If I JSON encode the data first:

 (kinesis/put-record "ad-stream" (json/write-str {:ad-id "some-id-2"}) "parition-key")

then I get an event with less junk characters, but it still isn't quite perfect, not good enough to read in other apps without breaking something:

NPi{"ad-id":"some-id-2"}

What is the significance of that leading junk, when converting Clojure maps to JSON? How to I pass a simple object to kinesis?

The tests show a plain map being passed as put-record's data parameter, I don't understand yet why that didn't just work for me:

  (let [data {:name "any data"
              :col  #{"anything" "at" "all"}
              :date now}
        sn (:sequence-number (put-record my-stream data (str (UUID/randomUUID))))]
    (put-record my-stream data (str (UUID/randomUUID)) sn))

  (Thread/sleep 3000)

  (def shard (-> (describe-stream my-stream)
               :stream-description
               :shards
               last
:shard-id))

update

I'm pretty sure that this is a bug in the library (or the serializer that it uses), so I'm continuing the investigation in a bug report at https://github.com/mcohen01/amazonica/issues/211.


Solution

  • Passing a ByteBuffer of a JSON string as the record data works for me.

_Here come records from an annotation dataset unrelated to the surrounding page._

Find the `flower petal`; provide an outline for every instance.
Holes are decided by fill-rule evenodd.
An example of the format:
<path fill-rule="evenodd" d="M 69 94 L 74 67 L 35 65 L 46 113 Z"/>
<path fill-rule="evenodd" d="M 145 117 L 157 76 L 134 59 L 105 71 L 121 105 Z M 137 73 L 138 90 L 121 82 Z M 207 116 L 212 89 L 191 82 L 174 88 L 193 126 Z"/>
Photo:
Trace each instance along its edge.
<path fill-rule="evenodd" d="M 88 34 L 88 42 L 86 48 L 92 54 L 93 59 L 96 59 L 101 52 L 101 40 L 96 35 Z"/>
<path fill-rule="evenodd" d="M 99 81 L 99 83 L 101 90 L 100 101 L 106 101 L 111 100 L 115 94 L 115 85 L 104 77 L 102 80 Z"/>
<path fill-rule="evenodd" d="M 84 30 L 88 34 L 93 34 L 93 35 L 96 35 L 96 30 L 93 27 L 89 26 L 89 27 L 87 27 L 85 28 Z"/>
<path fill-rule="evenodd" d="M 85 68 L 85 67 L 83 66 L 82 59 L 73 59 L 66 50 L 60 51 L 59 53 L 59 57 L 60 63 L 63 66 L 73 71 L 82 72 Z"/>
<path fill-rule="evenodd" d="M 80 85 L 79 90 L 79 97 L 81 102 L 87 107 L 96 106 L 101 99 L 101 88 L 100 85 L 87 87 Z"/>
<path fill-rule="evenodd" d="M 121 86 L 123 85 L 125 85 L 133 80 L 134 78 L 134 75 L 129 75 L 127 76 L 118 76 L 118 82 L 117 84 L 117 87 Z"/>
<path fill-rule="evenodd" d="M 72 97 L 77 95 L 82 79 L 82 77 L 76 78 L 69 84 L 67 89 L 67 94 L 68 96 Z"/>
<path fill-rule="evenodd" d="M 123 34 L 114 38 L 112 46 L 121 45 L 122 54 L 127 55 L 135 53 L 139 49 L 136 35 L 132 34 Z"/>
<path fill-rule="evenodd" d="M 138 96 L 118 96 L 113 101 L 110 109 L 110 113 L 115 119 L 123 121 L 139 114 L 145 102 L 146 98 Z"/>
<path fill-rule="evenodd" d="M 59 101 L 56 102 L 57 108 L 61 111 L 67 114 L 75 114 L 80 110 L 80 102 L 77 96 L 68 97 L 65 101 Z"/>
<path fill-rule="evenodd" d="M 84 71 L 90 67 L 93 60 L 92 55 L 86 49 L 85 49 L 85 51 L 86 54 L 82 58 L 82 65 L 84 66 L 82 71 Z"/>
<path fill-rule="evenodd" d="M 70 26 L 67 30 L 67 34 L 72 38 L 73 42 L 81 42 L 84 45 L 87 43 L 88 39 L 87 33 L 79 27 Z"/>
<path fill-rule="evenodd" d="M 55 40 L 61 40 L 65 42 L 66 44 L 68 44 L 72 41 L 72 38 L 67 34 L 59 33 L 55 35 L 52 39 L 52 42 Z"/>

    (kinesis/put-record "ad-stream"
                        (-> {:ad-id "ad-stream"}
                            json/write-str .getBytes ByteBuffer/wrap)
                        "parition-key")
    

    Record data: "eyJhZC1pZCI6ImFkLXN0cmVhbSJ9", which decodes to:

    {"ad-id":"ad-stream"}
    

    This works around any encoding issue in the library, because Amazonica skips encoding when it is passed a ByteBuffer.